Save the Redwoods League

Prairie Creek
Prairie Creek Redwoods State Park

Since its founding in 1918, Save the Redwoods League members have saved countless old-growth and second-growth coast redwoods and giant sequoias from destruction. Through fundraising, the League has purchased forests—creating and expanding more than 60 parks and reserves that are now part of our California State Parks and the National Parks systems.

The League’s mission is to protect and restore redwood forests and connect people with their peace and beauty, so these wonders of the natural world flourish. For those who have had the chance to stand in a redwood grove, few life experiences compare. This belief motivated its founders to establish the League.
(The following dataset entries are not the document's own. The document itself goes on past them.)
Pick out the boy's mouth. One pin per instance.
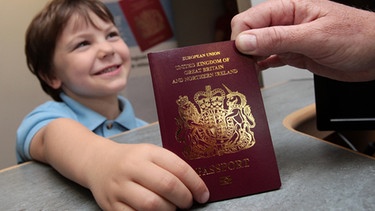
(108, 70)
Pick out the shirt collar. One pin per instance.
(92, 119)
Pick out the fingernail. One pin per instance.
(246, 43)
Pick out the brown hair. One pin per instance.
(47, 27)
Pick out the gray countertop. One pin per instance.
(315, 175)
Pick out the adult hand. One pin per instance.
(143, 177)
(327, 38)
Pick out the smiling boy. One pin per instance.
(74, 49)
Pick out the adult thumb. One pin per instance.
(271, 40)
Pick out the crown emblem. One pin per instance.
(221, 124)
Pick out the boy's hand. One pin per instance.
(142, 177)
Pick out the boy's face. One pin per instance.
(90, 61)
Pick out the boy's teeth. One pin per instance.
(109, 69)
In 1917, the head of the National Park Service, Stephen Mather, persuaded the League’s founders—prominent conservationists John C. Merriam, Madison Grant and Henry Fairfield Osborn—to investigate the state of the redwood forests in Northern California. They heard that construction of the new Redwood Highway would open up the area to more logging and tourism, threatening the ancient trees.

SRL Redwood Highway
Building the Redwood Highway

Along the Mendocino County coast, the founders passed logging operations. Farther north, along the Eel River, they saw practically undisturbed forests. Farther north, they reached the Bull Creek-Dyerville Flat area in Humboldt County, an area dense with gigantic redwoods.

The forest’s awe-inspiring beauty compelled League founders to remove their hats and speak only in whispers. That evening, they agreed that a park was needed to save a part of that forest for future generations.
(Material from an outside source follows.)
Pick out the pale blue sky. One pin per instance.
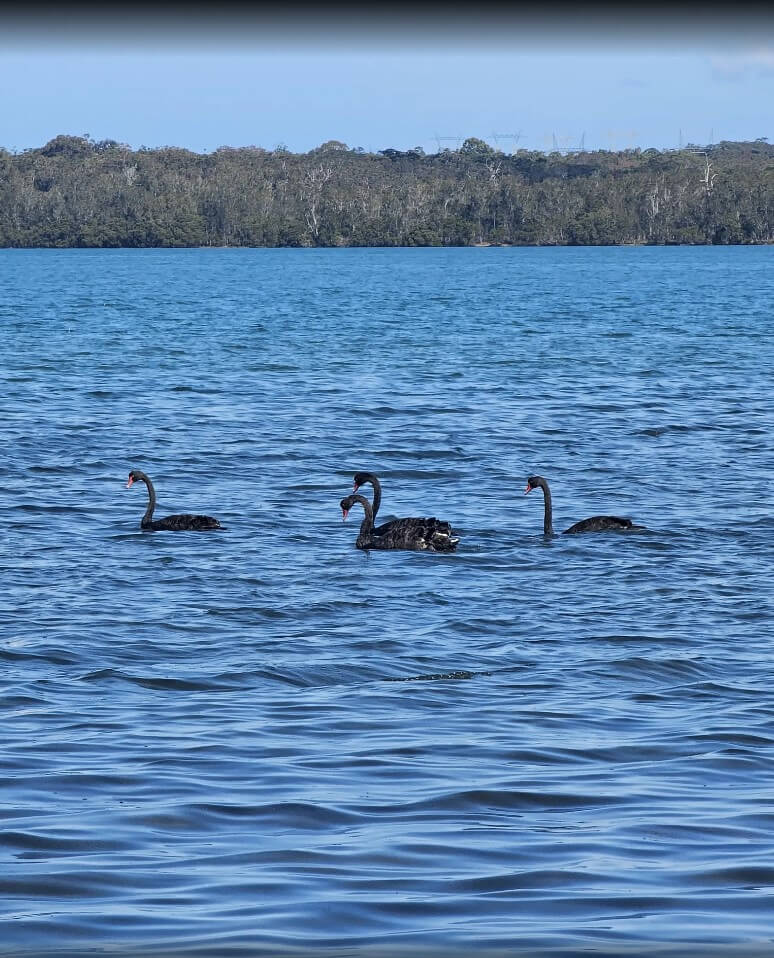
(378, 85)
Thanks to its loyal members, the League has achieved much to realize their founders' vision. The work, however, is not done.

Humboldt Redwoods
Humboldt Redwoods State Park

Today the work needed to protect redwood forests is more difficult. Ancient redwoods slated for cutting need to be protected. Redwood forests protected in state and national parks face such threats as devastating government budget cuts. These cuts reduce the numbers of personnel to protect redwoods from threats such as illegal logging and pollution. Some of these lands are still struggling to recover from years of damage.
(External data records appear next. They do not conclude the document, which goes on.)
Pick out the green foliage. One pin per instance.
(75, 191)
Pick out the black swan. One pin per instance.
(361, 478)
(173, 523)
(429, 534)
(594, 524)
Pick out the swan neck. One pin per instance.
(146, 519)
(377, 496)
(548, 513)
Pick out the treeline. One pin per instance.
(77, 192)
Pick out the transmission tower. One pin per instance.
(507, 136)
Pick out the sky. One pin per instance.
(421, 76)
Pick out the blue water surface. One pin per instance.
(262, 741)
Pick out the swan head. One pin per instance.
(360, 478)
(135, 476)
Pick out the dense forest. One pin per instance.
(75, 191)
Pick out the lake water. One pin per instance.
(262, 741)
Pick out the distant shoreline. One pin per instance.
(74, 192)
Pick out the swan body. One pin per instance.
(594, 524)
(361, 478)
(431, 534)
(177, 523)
Save the Redwoods League’s ongoing work includes purchasing redwood forests and the surrounding landscapes that nurture them; restoring logged lands where protected redwood forests need to thrive; inspiring people to support the League’s work; studying the forests to understand how to best protect them; and partnering with a range of organizations to ensure that these forests receive the care to secure their survival.